I am an avoider. I don’t even realize it most of the time. That is why it has been over eight months since I have written on here. Early on I could not believe and did not want to admit how so much time had passed so I avoided writing and sharing. More time passed. I almost wrote but I didn’t write because it had been so long I thought it would be silly to write something. I avoided again and again. It became a cycle, a pattern.
But not anymore. Here I am.
8 months later.
Recently I have become aware of my avoidance, an avoidance in many areas of my life. I am taking time to acknowledging it and move towards movement.
Towards avoiding avoidance.
Although I have lost the opportunity to share the creative rhythms of my past eight months, I now want to un-avoid on a daily basis by posting regularly what I am seeing, learning, creating, changing and being. This past month has been filled with a variety of art and leading. A combination of things I planned and things that I did not plan, but gladly accepted when they arrived.

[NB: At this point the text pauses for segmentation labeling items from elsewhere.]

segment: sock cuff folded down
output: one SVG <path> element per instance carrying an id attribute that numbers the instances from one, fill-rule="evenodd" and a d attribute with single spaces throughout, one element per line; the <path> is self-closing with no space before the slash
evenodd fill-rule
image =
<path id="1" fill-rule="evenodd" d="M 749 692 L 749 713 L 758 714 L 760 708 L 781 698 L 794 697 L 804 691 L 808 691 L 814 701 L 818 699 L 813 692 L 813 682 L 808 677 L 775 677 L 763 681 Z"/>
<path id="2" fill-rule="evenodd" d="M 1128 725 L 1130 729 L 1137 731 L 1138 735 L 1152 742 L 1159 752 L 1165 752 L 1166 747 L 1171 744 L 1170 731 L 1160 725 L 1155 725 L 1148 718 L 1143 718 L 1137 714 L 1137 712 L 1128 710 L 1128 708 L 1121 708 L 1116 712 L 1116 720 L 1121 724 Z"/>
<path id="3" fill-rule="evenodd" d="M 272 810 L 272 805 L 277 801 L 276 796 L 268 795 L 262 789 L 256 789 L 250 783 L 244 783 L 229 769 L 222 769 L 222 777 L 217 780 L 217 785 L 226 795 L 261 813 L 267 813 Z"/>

Earlier in March my two children’s art classes ended. Both classes were a lot of fun. I surprised myself when I pretty much got teary at the end of my homeschool art class. I had gotten used to seeing, leading, and listening to the energy and creativity of each of my students. They were enjoyed immensely and I was sad to see them go. Around that time I got a call from a friend asking me to come to the preschool she worked at to be a guest artist. Of course I said yes. It was a lot of fun sharing what an artist does. I showed them some of my art, talked about different types of art, and lead an art lesson. We all enjoyed ourselves greatly.
Later that week joined a group of ladies who are reading through a book “Born to Create” by Theresa Dedmon. I brought old and new art for them to look at as I told them some of the journey God has taken me on over the last 12 years. Then we created together. Our time together was short, but it was well received and enjoyed.
There were many other creative moments filling my month, but they will not be shared now. Maybe some of them will pop up in future posts as I continue to avoid avoidance.
What about you? Is there something that you might be avoiding whether you realize it or not? Take a moment to stop and see. What can you un-avoid today?